Images from New York Public Library’s Digital Library
Born in Ohio, Berenice Abbott moved to New York in 1918. Initially studying sculpture, she mixed with the American avant-garde and in 1921 switched to photography as assistant to Man Ray in his Paris studio. Her portraits of well-known artists and writers soon equalled those of her mentor in inventiveness and impact, though different in style. Rejecting fashionable experimental techniques such as distortion and double exposure, Berenice opted for a ‘straight’ photography of naturalistic poses. She discovered the work of French avant garde photographer Eugene Atget, acquiring his archive in 1927. It is largely thanks to Berenice that Atget’s international reputation was established.
Returning to New York, she became part of a band of artists, including the German refugee photographer Lotte Jacobi, whom she helped get portraiture commissions. From 1934-58, she also taught photography at the New School for Social Research where Jacobi studied printmaking.
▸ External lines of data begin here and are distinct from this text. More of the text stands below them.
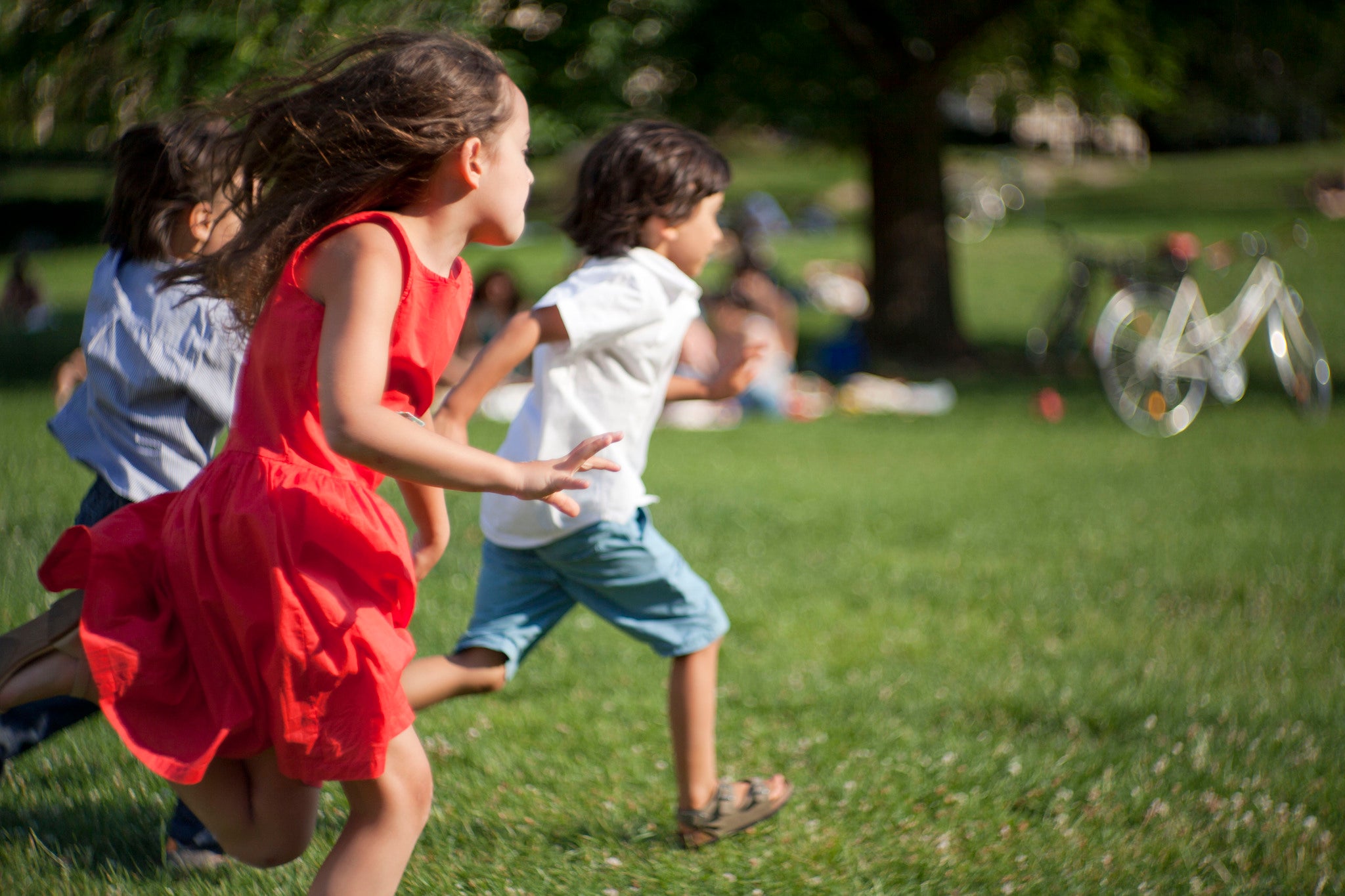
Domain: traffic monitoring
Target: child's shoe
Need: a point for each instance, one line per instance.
(724, 816)
(190, 845)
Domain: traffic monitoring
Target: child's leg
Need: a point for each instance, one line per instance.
(693, 687)
(386, 819)
(257, 815)
(430, 680)
(518, 601)
(51, 675)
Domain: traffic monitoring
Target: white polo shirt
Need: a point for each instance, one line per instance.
(626, 317)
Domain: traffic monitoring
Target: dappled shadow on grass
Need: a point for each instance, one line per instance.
(91, 836)
(34, 356)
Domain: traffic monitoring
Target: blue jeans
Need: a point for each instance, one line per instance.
(626, 572)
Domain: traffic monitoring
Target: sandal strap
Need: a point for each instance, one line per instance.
(725, 815)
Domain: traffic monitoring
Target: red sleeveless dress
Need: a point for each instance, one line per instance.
(267, 603)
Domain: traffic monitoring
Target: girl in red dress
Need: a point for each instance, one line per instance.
(246, 636)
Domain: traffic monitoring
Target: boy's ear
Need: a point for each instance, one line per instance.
(657, 232)
(200, 222)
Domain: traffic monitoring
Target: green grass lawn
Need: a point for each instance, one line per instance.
(994, 654)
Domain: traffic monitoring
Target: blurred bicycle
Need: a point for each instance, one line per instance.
(1060, 333)
(1158, 350)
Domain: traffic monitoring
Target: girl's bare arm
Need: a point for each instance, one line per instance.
(358, 274)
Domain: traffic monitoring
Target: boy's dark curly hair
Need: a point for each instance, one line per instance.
(636, 171)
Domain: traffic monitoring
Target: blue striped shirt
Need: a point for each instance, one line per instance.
(163, 367)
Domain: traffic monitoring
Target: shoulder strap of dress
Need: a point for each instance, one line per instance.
(381, 218)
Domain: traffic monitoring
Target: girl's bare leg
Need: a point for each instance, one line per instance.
(257, 815)
(430, 680)
(49, 676)
(386, 819)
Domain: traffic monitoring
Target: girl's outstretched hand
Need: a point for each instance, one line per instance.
(426, 553)
(548, 480)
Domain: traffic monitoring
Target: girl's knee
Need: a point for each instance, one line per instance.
(408, 785)
(268, 848)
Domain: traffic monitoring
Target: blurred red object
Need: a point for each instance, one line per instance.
(1184, 245)
(1049, 405)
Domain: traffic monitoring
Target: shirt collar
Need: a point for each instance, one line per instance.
(670, 276)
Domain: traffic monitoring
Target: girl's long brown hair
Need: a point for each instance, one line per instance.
(361, 129)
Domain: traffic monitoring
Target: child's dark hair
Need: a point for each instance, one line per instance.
(361, 129)
(162, 169)
(636, 171)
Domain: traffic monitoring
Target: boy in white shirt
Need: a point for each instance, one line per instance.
(604, 344)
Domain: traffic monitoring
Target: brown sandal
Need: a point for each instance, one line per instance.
(724, 816)
(57, 630)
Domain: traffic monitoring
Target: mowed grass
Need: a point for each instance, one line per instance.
(994, 654)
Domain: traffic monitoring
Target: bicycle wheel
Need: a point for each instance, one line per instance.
(1147, 395)
(1300, 356)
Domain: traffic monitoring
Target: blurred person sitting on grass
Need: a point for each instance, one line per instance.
(604, 345)
(159, 367)
(22, 305)
(755, 314)
(495, 300)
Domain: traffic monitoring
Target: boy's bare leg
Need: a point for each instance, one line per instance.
(693, 689)
(257, 815)
(386, 819)
(431, 680)
(692, 706)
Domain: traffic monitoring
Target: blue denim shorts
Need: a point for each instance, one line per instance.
(626, 572)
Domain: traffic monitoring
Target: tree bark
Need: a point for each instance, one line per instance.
(914, 317)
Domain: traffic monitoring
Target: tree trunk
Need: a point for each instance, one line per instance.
(914, 317)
It was in New York that she undertook her best-known work, documenting the city’s changing face during the New Deal. Shot independently using a large format camera from 1929 – 35, and later funded by the Works Progress Administration (WPA), she captured dizzying bird’s-eye and worm’s eye views of the city. Thrusting skyscrapers, soaring stations and bridges, sharp angles and modernist composition contrast the old and new to document this dynamic period.
Over 300 images of her ‘Changing New York’ are archived at the Museum of the City Of New York. ‘Murray Hill Hotel, Spiral’ (1935) and ‘City Arabesque’ (1936) are typical of this work.
From 1947 to 1959 she ran “House of Photography,” where she sold and invented photographic equipment, including a pioneering ‘autopole’ or telescopic lighting pole. One of her last projects was illustrating scientific textbooks.
From 1935 onwards, Berenice lived in Greenwich Village and Maine with her partner, art critic Elizabeth McCausland.